Boom, and an hour after I say that, I read this is a New Yorker column:
2. The rise in federal spending under Obama was pretty modest. If you listened to the Republicans, you would think he had massively expanded the size of the U.S. government. That simply isn’t true—a point that can be illustrated in several ways.
One is to look at the path of federal spending as recorded by the Office of Management and Budget. In fiscal 2008, total federal outlays came to $2.7 trillion in inflation-adjusted dollars. In 2012, according to the O.M.B., they will be $3.2 trillion. That is a rise of about 18.5 per cent over four years, an annual increase of about 4.3 per cent. How does that rate of growth stack up with the record of previous Presidents? Well, it means Obama has expanded federal spending a bit faster than President Clinton. But Ronald Reagan and George W. Bush both increased spending at considerably higher rates. (Thanks to Rex Nutting, a columnist at MarketWatch, for drawing my attention to the historic data.)
So the figures show Obama wasn’t much of a spendthrift.

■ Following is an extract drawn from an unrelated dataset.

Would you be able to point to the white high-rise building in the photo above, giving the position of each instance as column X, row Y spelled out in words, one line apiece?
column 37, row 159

And he wasn’t even responsible for most of the increase in federal spending that happened on his watch: it came in the form of higher outlays for mandatory programs, such as Social Security, other entitlements, and interest on the national debt. Over the past four years, discretionary spending—the bit of the federal budget that policymakers can control—has increased by just $106 billion, or a little more than ten per cent. That’s an annual rate of increase of about 2.4 per cent.